35. Cervical vertebra lack foramen for containing the nerves (not the spinal cord, but rather peripheral nerves which travel to the rest of the body) which are present in monkeys.
36. Number of thoracic and lumbar apophyses.
37. Five vertebrae in the loins (could refer to lumbar vertebrae, of which monkey and apes have six).
38. Lumbar vertebrae are straight.
39. Five sacral elements; three in apes and monkeys.
40. Four unperforated segments of the coccyx; monkeys have more.
41. Seven true ribs which articulate in the body of the vertebrae; in apes and monkeys there are eight which articulate in the interstices of the vertebrae.
42. Broad sternum; narrow in monkeys.
43. Larger phalanges than in apes.
44. Femur articulates and is shaped more like a human's.
45. Round, single patella, not long and double like in an ape.
46. Same heel, tarsals, and metatarsals as a human.
47. Middle toe is not the longest, as it is in apes and monkeys.
48. The obliquus capitis inferior, pyriformis, and biceps femoris are a human's.
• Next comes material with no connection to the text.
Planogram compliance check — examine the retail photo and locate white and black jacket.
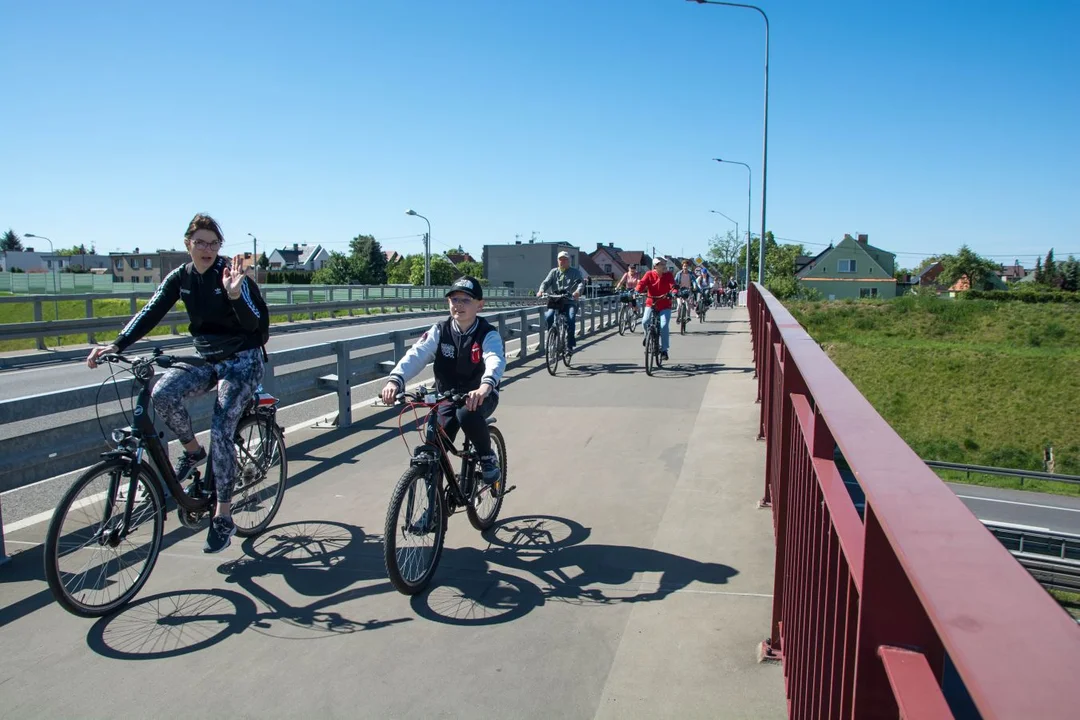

All other muscles are like the human's as well, but are not distinguishably different from an ape or monkey the same, either from lack of subject or previous observations.

====Differences====
A list of features Tyson found were more similar between the pygmy and the ape and monkey, and less similar to a human.
1. Stature.
2. Flat nose.
3. Cranial ridge beneath the eyebrow.
4. Hairier.
5. Smaller thumb, than a human or an ape, more like a monkey's.
6. Long, narrow palms.
7. Longer toes.
8. Great toes are opposable, like thumbs.
9. Shorter (less tall) at the shoulder and thigh.
10. Longer arms.
11. Scrotum not pendulous.
12. Larger omentum.
13. Long and slender gall bladder.
14. The kidneys rounder than in humans, and the ureters are different.
15. Longer urinary bladder
16. No preputium frenum.
17. Eye orbit protrudes inward, toward the brain.
18. Lack of cavities beneath the sella turcica.
19. The mastoid and styloid processes are very small, almost absent.
20. Flat bone of the nose.
21. Number of teeth.
22. Short, flat-front cervical vertebra without bifide spines.
23. No spine in the fifth cervical vertebra.
24. Number of thoracic vertebra: twelve in man, ten in apes, thirteen in a pygmy.
25. Same number of vertebra or elements in the sacrum as an ape.
26. Thirteen ribs on each side; humans have twelve.
27. Smaller thumb bones than humans have.
28. The ilium is exactly like an ape's, that is longer, narrower, and less concave than a man's.
29. Length of the bones of the toes; the great toe is opposable like an ape's.
30. Lack of occipitalis, frontalis, dilator naris, levator labii superioris, interspinales cervicis, gluteus minimus, extensor digitorum pedi brevis, and transversalis pedi.
31. Lack of pyramidales, palmaris longus, attollens auriculum, and retrains auriculum.
32. Levator claviculae are present (absent in humans).
33. Longus colli, pectoralis, latissimus dorsi, gluteus maximus, gluteus medius, psoas major, psoas minor, iliacus internus, and the gastrocnemius internalis are more similar to apes and monkeys than humans.
34. Deltoid, pronator radii trees, and extensors pollicis brevis are different from a human's.